Today we woke up and drove directly to the one of the University’s dinning halls. Once there we had a delicious breakfast, very similar to yesterday’s (which included simit – a bagel-like bread, hard-boiled eggs and more bread with honey).
We then heard a brief welcome speech by the University president. After that, we had a quick campus tour, a lot of which we had seen already, but it was nice going around again, this time to get a bit more situated. Next was a conversational Turkish class. Turkish is an incredibly challenging language, not only in terms of structure, but also in terms of pronunciation. We stumbled through the class, learning how the “c” is pronounced as “j”, and trying to comprehend what the ç, š and ü sound like.
After that we heard from a University professor, who talked about how Bogazici University is aiming to become the first university in the world to be completely sustainable (relying solely on wind power). The way HCAP works is that we host the January conference with a certain theme (this year’s was “technology and our generation”) and then we learn about that same theme in whichever city we travel to.
Lunch was also in the dinning hall and after that we took public transportation (the bus, since Istanbul is still building their subway system) to get to Taksim Square.

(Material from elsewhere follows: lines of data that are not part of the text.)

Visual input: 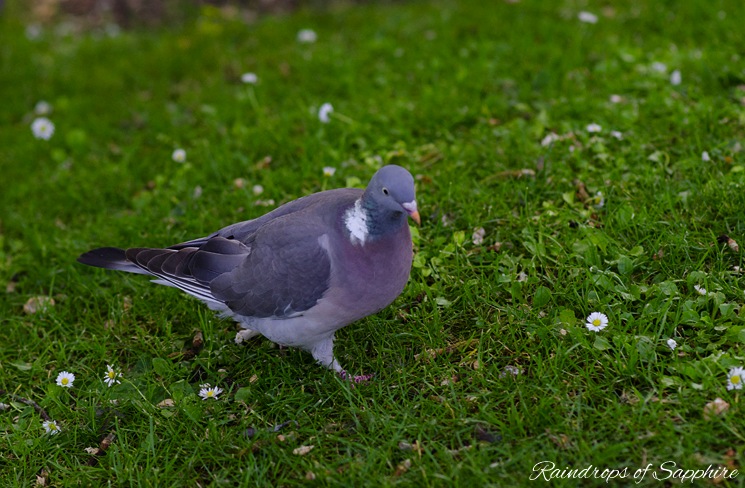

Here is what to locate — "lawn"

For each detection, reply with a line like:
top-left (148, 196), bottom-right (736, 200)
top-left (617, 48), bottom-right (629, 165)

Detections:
top-left (0, 0), bottom-right (745, 487)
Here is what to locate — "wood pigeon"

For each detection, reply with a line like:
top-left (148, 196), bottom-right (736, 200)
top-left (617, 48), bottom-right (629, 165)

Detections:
top-left (78, 165), bottom-right (420, 381)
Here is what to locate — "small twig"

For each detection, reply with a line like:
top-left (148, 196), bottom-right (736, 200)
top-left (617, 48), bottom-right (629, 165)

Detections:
top-left (0, 390), bottom-right (52, 420)
top-left (86, 431), bottom-right (116, 466)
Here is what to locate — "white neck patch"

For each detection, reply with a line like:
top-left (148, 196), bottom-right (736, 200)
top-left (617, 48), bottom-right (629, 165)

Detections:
top-left (344, 198), bottom-right (367, 245)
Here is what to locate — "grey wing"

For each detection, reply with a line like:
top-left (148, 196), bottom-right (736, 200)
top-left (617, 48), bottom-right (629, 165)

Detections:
top-left (210, 222), bottom-right (331, 318)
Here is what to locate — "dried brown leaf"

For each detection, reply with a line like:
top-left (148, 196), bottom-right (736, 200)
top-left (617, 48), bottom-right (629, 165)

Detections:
top-left (23, 296), bottom-right (54, 315)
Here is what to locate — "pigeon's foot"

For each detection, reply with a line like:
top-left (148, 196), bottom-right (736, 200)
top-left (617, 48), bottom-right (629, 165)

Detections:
top-left (339, 369), bottom-right (375, 384)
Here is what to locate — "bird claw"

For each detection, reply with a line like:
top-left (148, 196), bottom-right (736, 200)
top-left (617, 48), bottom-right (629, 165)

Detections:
top-left (339, 369), bottom-right (375, 384)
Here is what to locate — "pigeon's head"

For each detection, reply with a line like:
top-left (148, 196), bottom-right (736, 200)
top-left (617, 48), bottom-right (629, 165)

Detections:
top-left (364, 164), bottom-right (421, 224)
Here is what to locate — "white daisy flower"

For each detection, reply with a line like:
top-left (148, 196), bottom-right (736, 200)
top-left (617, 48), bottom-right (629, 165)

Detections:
top-left (541, 132), bottom-right (561, 147)
top-left (34, 100), bottom-right (52, 115)
top-left (318, 102), bottom-right (334, 124)
top-left (199, 384), bottom-right (222, 400)
top-left (727, 366), bottom-right (745, 390)
top-left (41, 420), bottom-right (62, 435)
top-left (171, 148), bottom-right (186, 163)
top-left (670, 69), bottom-right (683, 86)
top-left (57, 371), bottom-right (75, 388)
top-left (590, 191), bottom-right (605, 208)
top-left (471, 227), bottom-right (486, 246)
top-left (26, 24), bottom-right (43, 41)
top-left (103, 364), bottom-right (122, 386)
top-left (31, 117), bottom-right (54, 141)
top-left (585, 312), bottom-right (608, 332)
top-left (241, 73), bottom-right (259, 85)
top-left (577, 11), bottom-right (598, 24)
top-left (297, 29), bottom-right (318, 44)
top-left (652, 61), bottom-right (667, 73)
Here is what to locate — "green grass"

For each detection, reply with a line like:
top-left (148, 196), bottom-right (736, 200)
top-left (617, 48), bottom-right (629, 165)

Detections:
top-left (0, 0), bottom-right (745, 486)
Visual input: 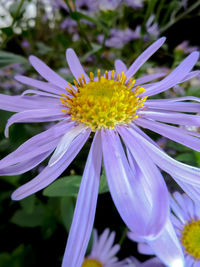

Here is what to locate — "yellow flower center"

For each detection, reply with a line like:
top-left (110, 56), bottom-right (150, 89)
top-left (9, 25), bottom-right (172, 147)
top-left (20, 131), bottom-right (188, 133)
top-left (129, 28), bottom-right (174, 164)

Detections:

Once in Taksim Square, we walked for a bit and then the real fun began. The ten of us Harvard students were divided into three teams. I was with Chris, Teagan and Hande (who is from Turkey). We ran (literally) throughout the streets of Istanbul, asking questions in broken Turkish and trying to complete the scavenger hunt as quickly as possible. The hunt took us through a church, a bakery/candy store (with delicious Turkish delight that a worker let us sample!), up a 140+ meter tower, across (and under) a bridge, through a mosque, and ended in a spice bazaar. All in all it was a wonderful experience and allowed us to see so much of Istanbul in such a short period of time.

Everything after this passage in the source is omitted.